"Animals belong in cages": Normalizing domination in Children's toys, books and cartoons

In this video I speak briefly about how mainstream children’s, toys, shows and books normalize the dominating and exploitative relationship that most humans in the West have with non-human animals. I think about what this means for my 2 year old who I want to teach how to critically think about, and question normalizing narratives and images of not just the ‘proper submissive’ place of non human animals as being in cages, zoos, farms, etc., but also question the normalizing narratives of hierarchies, power, and privilege and how this relates to racial, gender, nature, and class oppression.

Animal on the Farm birthday card
"Circus animals"

0 thoughts on “"Animals belong in cages": Normalizing domination in Children's toys, books and cartoons

  1. Hi Breeze. hope everything is going well. I watched your video. Very Interesting, I just want to suggest you to visit this blog

    vegbooks.org where you could find reviews of children books that give an alternative vision of our relationship with other animals.

  2. Thanks for this post and the blog! It is very eye-opening. The information you’ve posted has helped me so much. I’m re-thinking my stance on animal rights. Also, I’m sure I’ll become a vegan in the future now that I see the intersectionality betwwen food, race, class and other things. I have also found one of Queen Afua’s books which will no doubt help me become a healthier vegitarian and transition into veganism.

    1. You are welcome. I have always preferred Queen Afua’s method and rationalization of veganism. She really connects to me as a black woman, in ways that the mainstream vegan literature simply has not (Because it’s catered largely to white middle class embodied experiences).

  3. I love your site. Im a college student & I like this video a lot. I have a 9 y/o goddaughter & the societal impacts on her thought process is clear. Im just happy i’m around to offer a different perspective for her. Kids love when “other people” tell them info or people who seem to be experts.

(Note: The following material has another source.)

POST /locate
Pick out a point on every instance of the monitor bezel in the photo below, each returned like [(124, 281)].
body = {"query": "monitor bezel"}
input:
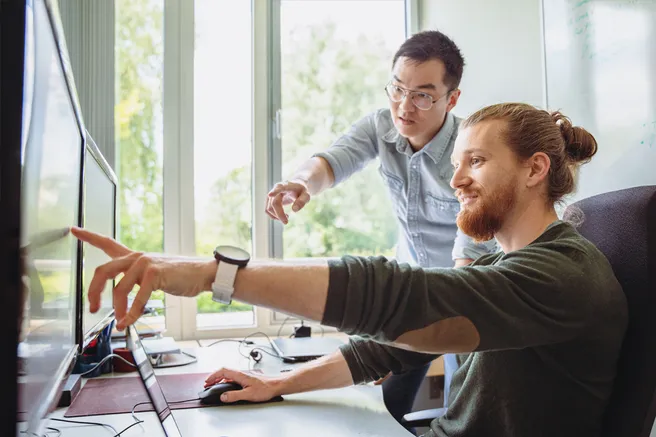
[(12, 47), (84, 338), (36, 421)]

I also think their learning is impacted when their peers are learning w/them. I think a great way to aid in a childs understanding are ‘field trips’. Take them to places that support your goals, I know they’re probably a lot in CA. Im in the DC area. Things such as sustainable organic farms where they can pick food & can learn. Maybe go on a tour of a recycle center. Or you can host eco-friendly activities for him and his friends maybe once a month & get the other moms involved. Keep up the good work!

  4. I loved your video about animal exploitation. I don’t know if you’ve attended the Michigan Womyn’s Music Festival every August, but you would find a great group of women there who would be interested in learning more about you and your thoughts as a woman of color, a mother, and a woman in the world. Take a look at the festival: http://www.michfest.com It’s a wonderful experience, and I have learned an immense amount from the women who volunteer to host workshops on various issues. I think you would be a great workshop leader! Thanks for your perspectives, and hopefully, I’ll see you in August.